Lipschitz Continuous Allocations for Optimization Games

TL;DR

This paper investigates robust allocation methods in cooperative optimization games, focusing on Lipschitz continuity to ensure stability against game perturbations, and provides algorithms with provable bounds for specific game types.

Contribution

It introduces algorithms for matching and spanning tree games with Lipschitz bounds and analyzes the robustness of the Shapley value in these contexts.

Findings

Matching game allocation has Lipschitz constant O(ε^{-1})

Spanning tree game allocation has constant Lipschitz constant

Shapley value's Lipschitz constant varies, being constant for spanning trees and logarithmic for matchings.

Abstract

In cooperative game theory, the primary focus is the equitable allocation of payoffs or costs among agents. However, in the practical applications of cooperative games, accurately representing games is challenging.

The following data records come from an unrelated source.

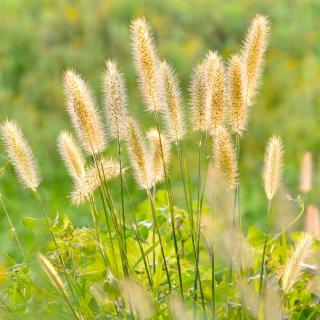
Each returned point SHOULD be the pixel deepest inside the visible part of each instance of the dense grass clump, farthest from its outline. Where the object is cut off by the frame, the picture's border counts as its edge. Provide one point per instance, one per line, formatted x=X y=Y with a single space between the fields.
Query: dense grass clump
x=159 y=260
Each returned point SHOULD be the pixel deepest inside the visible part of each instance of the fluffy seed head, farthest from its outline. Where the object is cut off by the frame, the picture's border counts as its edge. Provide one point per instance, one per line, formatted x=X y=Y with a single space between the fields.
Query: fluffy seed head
x=171 y=103
x=237 y=95
x=156 y=154
x=115 y=100
x=83 y=112
x=273 y=163
x=102 y=170
x=138 y=155
x=306 y=173
x=146 y=63
x=215 y=95
x=293 y=268
x=224 y=159
x=71 y=155
x=20 y=154
x=255 y=45
x=198 y=98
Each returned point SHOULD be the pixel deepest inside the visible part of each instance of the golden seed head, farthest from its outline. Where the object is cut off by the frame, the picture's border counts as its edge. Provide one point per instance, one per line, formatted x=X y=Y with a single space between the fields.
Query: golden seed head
x=71 y=155
x=198 y=98
x=224 y=158
x=138 y=155
x=52 y=274
x=237 y=95
x=273 y=163
x=115 y=100
x=84 y=114
x=293 y=268
x=100 y=171
x=146 y=63
x=306 y=173
x=255 y=45
x=171 y=103
x=156 y=154
x=20 y=154
x=215 y=96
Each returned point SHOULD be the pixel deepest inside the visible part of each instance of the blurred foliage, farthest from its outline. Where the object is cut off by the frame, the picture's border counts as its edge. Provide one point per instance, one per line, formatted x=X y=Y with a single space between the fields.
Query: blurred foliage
x=40 y=39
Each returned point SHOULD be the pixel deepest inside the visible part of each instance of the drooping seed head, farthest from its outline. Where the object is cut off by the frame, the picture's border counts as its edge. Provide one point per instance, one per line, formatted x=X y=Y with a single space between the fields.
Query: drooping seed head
x=255 y=45
x=115 y=100
x=83 y=113
x=20 y=154
x=224 y=158
x=71 y=155
x=273 y=163
x=84 y=187
x=172 y=103
x=198 y=98
x=293 y=268
x=306 y=173
x=237 y=95
x=146 y=63
x=138 y=155
x=215 y=95
x=159 y=151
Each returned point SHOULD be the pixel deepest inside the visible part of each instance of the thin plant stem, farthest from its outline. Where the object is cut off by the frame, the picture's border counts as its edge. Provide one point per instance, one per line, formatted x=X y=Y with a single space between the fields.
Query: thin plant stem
x=97 y=228
x=170 y=198
x=264 y=251
x=13 y=229
x=122 y=195
x=159 y=236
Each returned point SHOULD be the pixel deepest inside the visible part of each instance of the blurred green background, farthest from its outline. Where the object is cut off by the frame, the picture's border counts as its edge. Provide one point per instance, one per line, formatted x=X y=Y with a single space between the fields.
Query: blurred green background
x=40 y=39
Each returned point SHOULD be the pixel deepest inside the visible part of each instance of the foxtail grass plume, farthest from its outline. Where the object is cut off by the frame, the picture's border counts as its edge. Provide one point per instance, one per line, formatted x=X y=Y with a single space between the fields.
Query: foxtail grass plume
x=84 y=114
x=52 y=274
x=100 y=171
x=224 y=158
x=71 y=155
x=115 y=100
x=20 y=154
x=237 y=95
x=312 y=220
x=273 y=163
x=171 y=97
x=138 y=155
x=146 y=63
x=293 y=268
x=156 y=154
x=198 y=97
x=306 y=173
x=215 y=95
x=136 y=299
x=255 y=45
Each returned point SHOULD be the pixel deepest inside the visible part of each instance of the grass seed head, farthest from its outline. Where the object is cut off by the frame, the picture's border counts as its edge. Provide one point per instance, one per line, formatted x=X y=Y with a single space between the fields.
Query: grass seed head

In such cases, using an allocation method sensitive to small perturbations in the game can lead to various problems, including dissatisfaction among agents and the potential for manipulation by agents seeking to maximize their own benefits. Therefore, the allocation method must be robust against game perturbations. In this study, we explore optimization games, in which the value of the characteristic function is provided as the optimal value of an optimization problem. To assess the robustness of the allocation methods, we use the Lipschitz constant, which quantifies the extent of change in the allocation vector in response to a unit perturbation in the weight vector of the underlying problem. Thereafter, we provide an algorithm for the matching game that returns an allocation belonging to the $\left(\frac{1}{2}-\epsilon\right)$-approximate core with Lipschitz constant $O(\epsilon^{-1})$. Additionally, we provide an algorithm for a minimum spanning tree game that returns an allocation belonging to the $4$-approximate core with a constant Lipschitz constant. The Shapley value is a popular allocation that satisfies several desirable properties. Therefore, we investigate the robustness of the Shapley value. We demonstrate that the Lipschitz constant of the Shapley value for the minimum spanning tree is constant, whereas that for the matching game is $\Omega(\log n)$, where $n$ denotes the number of vertices.